In digestive disease, Fujiwara et al found that the high ERR per Gy (0.5) was principally related to the high ERR (0.19/Gy) for liver cirrhosis. This disease was related to the exposed liver's reduced ability to clear hepatitis B and possibly hepatitis C, Fujiwara and colleagues said.
In respiratory disease, data showed that the high ERR per Gy (0.18) for respiratory disease was primarily related to the high ERR for pneumonia (0.19/Gy) among elderly bomb survivors. However, the excess deaths could be due to other debilitating diseases and misclassification of causes of death; therefore, more study is needed, they said.
Regarding other diseases, Yamada and colleagues found significant excess risk for noncancerous thyroid disease, cataracts, and chronic liver disease, but no dose response for hypertension, gastric ulcers, kidney stones, cholelithiasis, dementia, or glaucoma.
Nakashima et al in 2006 found long-term associations between radiation exposure and cortical cataracts (0.6 Gy), as well as posterior subcapsular cataractopacities (0.7 Gy), at lower radiation levels than previously thought, Mabuchi said. Postoperative data showed that the best threshold estimate for cataracts is around 0.1 Gy of exposure -- or there could be no threshold at all, he said. And the increased incidence was confirmed by cataract results among 8,600 workers 12 to 14 years after the Chernobyl nuclear accident.

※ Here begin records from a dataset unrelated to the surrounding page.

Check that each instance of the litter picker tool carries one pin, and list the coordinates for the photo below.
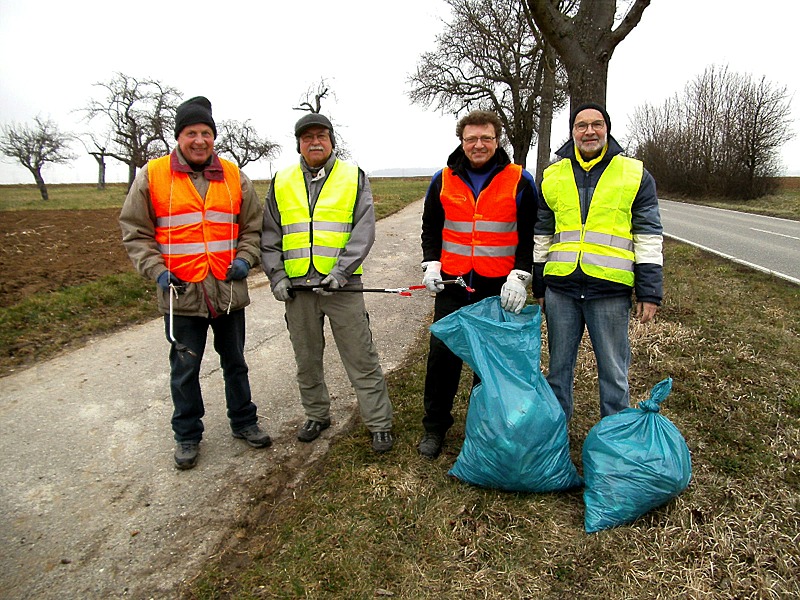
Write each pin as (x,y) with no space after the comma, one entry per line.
(403,291)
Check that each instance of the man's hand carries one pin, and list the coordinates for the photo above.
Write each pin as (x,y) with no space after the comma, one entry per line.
(514,292)
(281,290)
(167,279)
(433,276)
(645,311)
(238,269)
(330,282)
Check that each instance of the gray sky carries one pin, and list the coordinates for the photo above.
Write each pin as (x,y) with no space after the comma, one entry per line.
(254,61)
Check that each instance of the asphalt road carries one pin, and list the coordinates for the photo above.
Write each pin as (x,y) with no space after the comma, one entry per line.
(91,505)
(768,244)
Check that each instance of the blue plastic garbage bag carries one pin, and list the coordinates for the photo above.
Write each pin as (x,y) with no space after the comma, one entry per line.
(633,461)
(516,432)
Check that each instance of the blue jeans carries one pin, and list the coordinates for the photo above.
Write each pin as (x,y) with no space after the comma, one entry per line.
(607,321)
(187,399)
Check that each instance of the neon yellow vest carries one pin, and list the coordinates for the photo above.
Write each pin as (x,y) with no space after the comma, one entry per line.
(324,235)
(604,244)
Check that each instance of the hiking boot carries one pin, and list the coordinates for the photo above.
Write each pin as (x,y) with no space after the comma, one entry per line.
(186,454)
(311,430)
(431,445)
(254,435)
(382,441)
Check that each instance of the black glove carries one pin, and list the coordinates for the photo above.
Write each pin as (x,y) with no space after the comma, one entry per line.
(166,279)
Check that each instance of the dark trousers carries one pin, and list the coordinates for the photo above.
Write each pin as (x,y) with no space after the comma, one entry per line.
(187,399)
(443,372)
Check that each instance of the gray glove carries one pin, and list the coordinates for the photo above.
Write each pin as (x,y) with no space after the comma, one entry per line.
(329,282)
(433,276)
(281,290)
(514,292)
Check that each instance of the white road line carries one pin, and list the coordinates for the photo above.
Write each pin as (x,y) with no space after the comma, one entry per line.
(736,260)
(791,237)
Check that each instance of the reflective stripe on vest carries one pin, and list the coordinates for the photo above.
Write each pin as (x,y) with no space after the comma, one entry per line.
(323,236)
(480,235)
(604,245)
(195,235)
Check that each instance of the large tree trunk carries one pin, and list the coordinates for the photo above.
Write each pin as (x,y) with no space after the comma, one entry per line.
(37,176)
(546,112)
(131,174)
(585,41)
(101,171)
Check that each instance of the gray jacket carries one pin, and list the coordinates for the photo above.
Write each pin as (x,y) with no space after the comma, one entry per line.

In April 2011, the ICRP recommended limiting lens exposure to 20 mSv per year, averaged over a five-year period, with exposure in no year to exceed 50 mSv.
"Radiation-related risks of noncancer diseases are relatively low but can be substantial when baseline disease rates are high and, thus, have important health implications," Mabuchi said. "The concern is particularly great for cardiovascular disease."
At doses less than 0.5 Gy the risk of circulatory disease is uncertain, but there are indications that the risk in that dose range is consistent with data from individuals receiving higher doses, he said. There are also indications that the risk of circulatory disease is especially high when radiation exposure is prolonged or delivered to young patients.
The evidence for cataracts also suggests risks at dose levels lower than previously thought, he said.
"The possibility of low-dose radiation effects in noncancer disease risks should be explicitly considered in developing radiation protection standards," while more efforts are made to find possible mechanisms for these diseases, Mabuchi concluded.